Russian Troops Quietly Replace Wagner Units

( — The Kremlin has replaced private military units with Russian troops in Ukraine. The replacement occurred quietly on the front line in the city of Bakhmut.

“In Bakhmut’s outskirts, the enemy has replaced Wagner units with regular army forces. Inside the city itself, Wagner fighters remain,” Ukrainian Deputy Defense Minister Hanna Maliar said.

A spokesperson for Ukraine’s Defense Ministry also said that the number of Russian attacks in the area had fallen.

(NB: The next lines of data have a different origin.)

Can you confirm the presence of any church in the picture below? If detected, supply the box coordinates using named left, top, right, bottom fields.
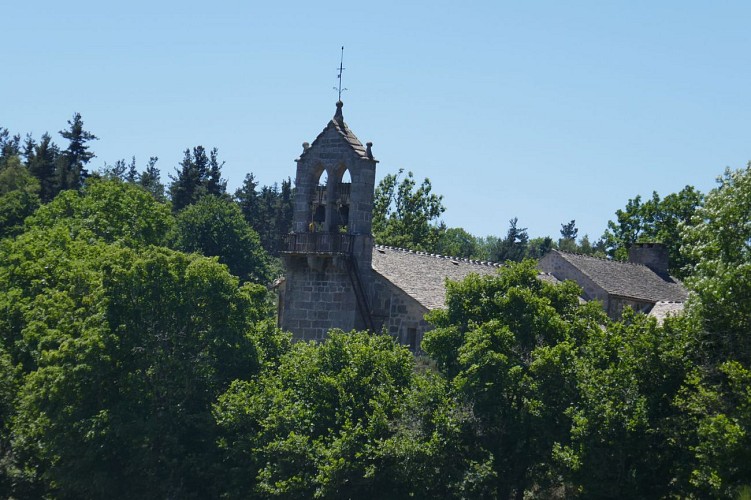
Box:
left=275, top=101, right=686, bottom=351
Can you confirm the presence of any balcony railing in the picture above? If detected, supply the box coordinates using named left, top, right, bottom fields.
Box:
left=282, top=233, right=355, bottom=255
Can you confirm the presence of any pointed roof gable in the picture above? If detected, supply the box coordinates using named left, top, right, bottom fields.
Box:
left=300, top=101, right=377, bottom=161
left=551, top=250, right=688, bottom=302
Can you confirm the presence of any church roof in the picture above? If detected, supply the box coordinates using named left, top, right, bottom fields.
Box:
left=373, top=245, right=557, bottom=310
left=551, top=250, right=688, bottom=302
left=300, top=101, right=374, bottom=160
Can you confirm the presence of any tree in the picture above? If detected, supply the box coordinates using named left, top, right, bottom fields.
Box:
left=436, top=227, right=478, bottom=259
left=0, top=127, right=21, bottom=167
left=169, top=146, right=227, bottom=212
left=215, top=331, right=414, bottom=498
left=422, top=261, right=604, bottom=498
left=602, top=186, right=704, bottom=278
left=0, top=156, right=40, bottom=238
left=138, top=156, right=166, bottom=202
left=526, top=236, right=555, bottom=259
left=27, top=179, right=174, bottom=247
left=3, top=241, right=265, bottom=498
left=373, top=169, right=446, bottom=252
left=27, top=132, right=60, bottom=203
left=558, top=219, right=579, bottom=252
left=493, top=217, right=529, bottom=262
left=554, top=310, right=698, bottom=498
left=58, top=113, right=99, bottom=189
left=173, top=195, right=269, bottom=283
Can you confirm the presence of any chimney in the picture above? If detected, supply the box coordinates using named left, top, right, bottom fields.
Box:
left=628, top=243, right=669, bottom=278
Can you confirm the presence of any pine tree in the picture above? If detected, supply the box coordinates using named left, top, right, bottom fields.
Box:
left=28, top=132, right=60, bottom=203
left=169, top=146, right=227, bottom=212
left=235, top=173, right=262, bottom=230
left=138, top=156, right=165, bottom=201
left=58, top=113, right=99, bottom=189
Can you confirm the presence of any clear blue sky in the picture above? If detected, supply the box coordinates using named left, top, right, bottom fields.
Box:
left=0, top=0, right=751, bottom=239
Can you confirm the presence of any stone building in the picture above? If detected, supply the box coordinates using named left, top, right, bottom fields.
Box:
left=277, top=102, right=520, bottom=349
left=538, top=243, right=688, bottom=319
left=276, top=102, right=686, bottom=350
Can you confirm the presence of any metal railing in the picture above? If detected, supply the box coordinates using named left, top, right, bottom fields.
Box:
left=282, top=233, right=355, bottom=255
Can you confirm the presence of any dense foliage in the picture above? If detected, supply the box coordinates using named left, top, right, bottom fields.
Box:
left=0, top=115, right=751, bottom=499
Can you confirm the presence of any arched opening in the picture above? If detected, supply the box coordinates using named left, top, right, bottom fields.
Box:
left=335, top=166, right=352, bottom=233
left=309, top=167, right=329, bottom=232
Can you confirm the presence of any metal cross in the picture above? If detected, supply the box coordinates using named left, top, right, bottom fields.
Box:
left=334, top=45, right=347, bottom=101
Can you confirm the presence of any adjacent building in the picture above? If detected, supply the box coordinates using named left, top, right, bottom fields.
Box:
left=276, top=102, right=686, bottom=350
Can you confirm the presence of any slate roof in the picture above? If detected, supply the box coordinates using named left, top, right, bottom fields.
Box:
left=373, top=245, right=558, bottom=310
left=551, top=250, right=688, bottom=302
left=300, top=101, right=374, bottom=160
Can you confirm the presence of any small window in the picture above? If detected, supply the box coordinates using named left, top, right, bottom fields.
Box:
left=407, top=328, right=417, bottom=351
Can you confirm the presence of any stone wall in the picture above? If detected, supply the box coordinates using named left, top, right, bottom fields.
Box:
left=279, top=255, right=364, bottom=340
left=370, top=272, right=432, bottom=352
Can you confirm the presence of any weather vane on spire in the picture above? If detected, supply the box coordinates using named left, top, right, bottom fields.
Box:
left=334, top=45, right=347, bottom=101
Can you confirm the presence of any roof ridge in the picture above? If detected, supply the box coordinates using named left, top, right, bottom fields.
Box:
left=551, top=248, right=657, bottom=268
left=375, top=244, right=503, bottom=267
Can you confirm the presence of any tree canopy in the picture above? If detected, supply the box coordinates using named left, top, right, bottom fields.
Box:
left=373, top=169, right=446, bottom=252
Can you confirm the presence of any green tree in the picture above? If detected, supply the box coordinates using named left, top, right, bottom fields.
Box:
left=169, top=146, right=227, bottom=212
left=58, top=113, right=99, bottom=189
left=27, top=133, right=60, bottom=203
left=602, top=186, right=704, bottom=277
left=676, top=164, right=751, bottom=497
left=174, top=195, right=269, bottom=283
left=554, top=310, right=697, bottom=498
left=493, top=217, right=529, bottom=262
left=0, top=127, right=21, bottom=167
left=373, top=169, right=446, bottom=252
left=215, top=331, right=413, bottom=498
left=2, top=237, right=267, bottom=498
left=436, top=227, right=478, bottom=259
left=558, top=219, right=579, bottom=252
left=527, top=236, right=555, bottom=259
left=27, top=179, right=174, bottom=246
left=0, top=156, right=40, bottom=238
left=137, top=156, right=166, bottom=202
left=422, top=261, right=604, bottom=498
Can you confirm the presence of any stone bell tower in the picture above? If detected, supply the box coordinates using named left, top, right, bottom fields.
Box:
left=279, top=101, right=378, bottom=340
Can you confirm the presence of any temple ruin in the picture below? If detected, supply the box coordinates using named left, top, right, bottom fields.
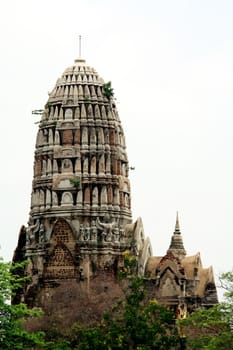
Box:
left=13, top=58, right=217, bottom=325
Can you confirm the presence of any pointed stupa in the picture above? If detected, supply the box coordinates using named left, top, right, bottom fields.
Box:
left=167, top=212, right=186, bottom=260
left=14, top=58, right=132, bottom=309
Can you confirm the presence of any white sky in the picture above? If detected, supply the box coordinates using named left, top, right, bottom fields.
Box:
left=0, top=0, right=233, bottom=300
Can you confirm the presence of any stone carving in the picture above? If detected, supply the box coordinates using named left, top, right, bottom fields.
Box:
left=96, top=218, right=116, bottom=242
left=91, top=220, right=98, bottom=242
left=26, top=219, right=40, bottom=245
left=79, top=223, right=91, bottom=241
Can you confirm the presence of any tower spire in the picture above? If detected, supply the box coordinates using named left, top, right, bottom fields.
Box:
left=168, top=212, right=186, bottom=259
left=78, top=35, right=82, bottom=58
left=174, top=211, right=181, bottom=235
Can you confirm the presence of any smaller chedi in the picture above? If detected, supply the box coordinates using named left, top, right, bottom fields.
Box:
left=13, top=54, right=217, bottom=326
left=145, top=213, right=218, bottom=312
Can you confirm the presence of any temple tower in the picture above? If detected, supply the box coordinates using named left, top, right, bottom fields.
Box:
left=14, top=58, right=135, bottom=320
left=13, top=54, right=217, bottom=329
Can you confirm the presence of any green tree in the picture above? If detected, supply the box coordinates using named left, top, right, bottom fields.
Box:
left=180, top=270, right=233, bottom=350
left=0, top=259, right=44, bottom=350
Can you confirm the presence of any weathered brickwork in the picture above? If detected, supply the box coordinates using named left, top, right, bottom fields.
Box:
left=14, top=59, right=217, bottom=327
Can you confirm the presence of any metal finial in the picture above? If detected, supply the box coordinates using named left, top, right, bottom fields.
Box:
left=79, top=35, right=82, bottom=57
left=175, top=211, right=180, bottom=233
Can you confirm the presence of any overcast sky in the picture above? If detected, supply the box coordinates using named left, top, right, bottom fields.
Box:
left=0, top=0, right=233, bottom=300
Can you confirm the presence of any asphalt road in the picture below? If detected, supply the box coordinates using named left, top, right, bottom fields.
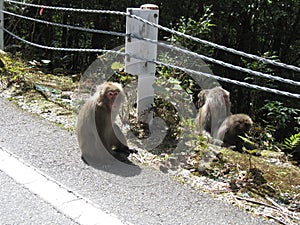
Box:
left=0, top=98, right=272, bottom=225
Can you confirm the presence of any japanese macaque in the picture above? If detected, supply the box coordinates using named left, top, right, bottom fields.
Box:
left=196, top=87, right=231, bottom=138
left=216, top=114, right=255, bottom=151
left=77, top=82, right=132, bottom=164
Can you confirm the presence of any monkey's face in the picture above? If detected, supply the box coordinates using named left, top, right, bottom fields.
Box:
left=105, top=90, right=120, bottom=110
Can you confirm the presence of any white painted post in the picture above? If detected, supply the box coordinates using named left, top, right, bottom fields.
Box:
left=125, top=4, right=159, bottom=123
left=0, top=0, right=4, bottom=50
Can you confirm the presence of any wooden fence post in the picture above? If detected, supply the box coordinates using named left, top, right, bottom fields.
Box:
left=0, top=0, right=4, bottom=50
left=125, top=4, right=159, bottom=123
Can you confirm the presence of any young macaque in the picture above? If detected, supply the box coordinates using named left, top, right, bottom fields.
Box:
left=216, top=114, right=255, bottom=152
left=77, top=82, right=133, bottom=164
left=196, top=87, right=231, bottom=138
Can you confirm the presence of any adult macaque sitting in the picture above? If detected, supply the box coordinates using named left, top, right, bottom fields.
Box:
left=77, top=82, right=133, bottom=164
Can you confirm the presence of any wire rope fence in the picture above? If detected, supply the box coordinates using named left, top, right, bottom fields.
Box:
left=0, top=0, right=300, bottom=99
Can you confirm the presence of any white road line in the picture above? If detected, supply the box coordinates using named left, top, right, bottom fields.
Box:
left=0, top=147, right=129, bottom=225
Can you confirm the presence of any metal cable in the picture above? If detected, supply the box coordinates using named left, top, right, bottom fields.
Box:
left=0, top=27, right=300, bottom=99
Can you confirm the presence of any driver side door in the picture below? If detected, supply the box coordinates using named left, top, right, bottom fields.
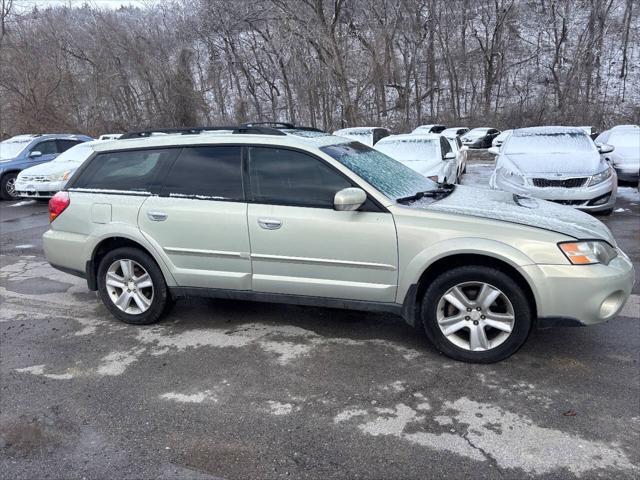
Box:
left=247, top=146, right=398, bottom=302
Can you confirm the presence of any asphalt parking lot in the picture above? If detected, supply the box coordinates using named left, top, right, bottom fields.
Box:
left=0, top=158, right=640, bottom=479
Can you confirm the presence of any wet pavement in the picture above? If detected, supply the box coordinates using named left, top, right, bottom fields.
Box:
left=0, top=170, right=640, bottom=479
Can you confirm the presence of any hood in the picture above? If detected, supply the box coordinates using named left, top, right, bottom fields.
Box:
left=411, top=185, right=616, bottom=245
left=496, top=150, right=606, bottom=177
left=20, top=162, right=80, bottom=176
left=401, top=158, right=444, bottom=177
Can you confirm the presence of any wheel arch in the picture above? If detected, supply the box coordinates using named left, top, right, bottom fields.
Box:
left=86, top=235, right=175, bottom=291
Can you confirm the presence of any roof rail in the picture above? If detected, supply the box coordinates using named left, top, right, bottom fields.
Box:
left=119, top=124, right=286, bottom=140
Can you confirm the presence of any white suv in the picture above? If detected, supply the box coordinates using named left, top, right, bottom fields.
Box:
left=44, top=126, right=634, bottom=362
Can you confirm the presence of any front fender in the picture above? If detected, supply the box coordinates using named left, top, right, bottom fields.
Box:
left=396, top=237, right=537, bottom=303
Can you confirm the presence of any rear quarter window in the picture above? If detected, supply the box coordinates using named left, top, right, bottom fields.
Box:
left=70, top=149, right=180, bottom=193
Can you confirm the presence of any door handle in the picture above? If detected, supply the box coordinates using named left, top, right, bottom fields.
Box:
left=258, top=218, right=282, bottom=230
left=147, top=211, right=168, bottom=222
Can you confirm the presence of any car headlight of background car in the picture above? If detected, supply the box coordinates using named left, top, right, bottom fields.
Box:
left=47, top=170, right=73, bottom=182
left=558, top=240, right=618, bottom=265
left=588, top=167, right=611, bottom=187
left=496, top=168, right=525, bottom=186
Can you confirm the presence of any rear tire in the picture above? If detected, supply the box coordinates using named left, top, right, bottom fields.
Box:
left=421, top=265, right=532, bottom=363
left=0, top=172, right=20, bottom=200
left=97, top=247, right=169, bottom=325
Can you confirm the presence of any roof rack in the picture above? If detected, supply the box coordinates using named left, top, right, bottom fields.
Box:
left=119, top=124, right=288, bottom=140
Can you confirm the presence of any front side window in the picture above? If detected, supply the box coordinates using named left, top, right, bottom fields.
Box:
left=71, top=148, right=180, bottom=193
left=249, top=142, right=350, bottom=208
left=320, top=142, right=438, bottom=200
left=162, top=146, right=244, bottom=201
left=31, top=140, right=58, bottom=155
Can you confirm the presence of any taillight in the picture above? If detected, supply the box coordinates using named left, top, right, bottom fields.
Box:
left=49, top=192, right=71, bottom=222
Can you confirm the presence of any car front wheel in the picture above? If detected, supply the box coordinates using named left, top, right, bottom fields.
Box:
left=97, top=247, right=169, bottom=325
left=0, top=173, right=19, bottom=200
left=421, top=265, right=532, bottom=363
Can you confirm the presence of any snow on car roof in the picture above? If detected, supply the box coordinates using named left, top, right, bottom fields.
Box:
left=376, top=133, right=440, bottom=145
left=333, top=127, right=386, bottom=136
left=94, top=131, right=352, bottom=152
left=511, top=126, right=587, bottom=137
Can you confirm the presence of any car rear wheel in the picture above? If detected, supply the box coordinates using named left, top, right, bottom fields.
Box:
left=422, top=265, right=532, bottom=363
left=98, top=247, right=169, bottom=325
left=0, top=173, right=19, bottom=200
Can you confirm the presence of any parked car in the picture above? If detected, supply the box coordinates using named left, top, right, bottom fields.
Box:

The withdrawal of the private soldiers, hired by a company named Wagner, began on May 25th, and its leader, Yevgeny Prigozhin, earlier announced that Russia had captured the area. However, Ukraine said the troops’ replacement signified that Russian forces were weakened and had suffered heavy losses. Prigozhin confirmed this and said that around 20,000 private troops were killed in the war’s bloodiest battle. The Kremlin said the number was closer to 6,000.

Wagner hired men, including ex-convicts, who had little military training. Yevgeny Prigozhin has been fiercely critical of Russian President Vladimir Putin for the slow supply of ammunition to his soldiers. He also mocked the President during the country’s scaled-back Victory Day Parade in May. In an online video, he asked how Russia expects to win the war if its “grandfather” turns out to be an “assh*le.” Russian officials have previously accused him of trying to undermine the authority of their leader.

Reports on the fierce battle of Bakhmut are difficult to confirm, but some media reports claim Russia lost around 100,000 soldiers and advanced only 60 feet per day. It took Russian forces more than 300 days to declare victory and capture the city that was home to 73,000. Bakhmut is only around 16 square miles, and British officials say it is of little strategic importance. However, a Russian claim of victory is a significant propaganda coup.

The number of Ukrainian troops lost is unknown, but NATO estimates around 20,000. The bloody conflict has been compared to World War One trench combat battles such as the Somme and Verdun.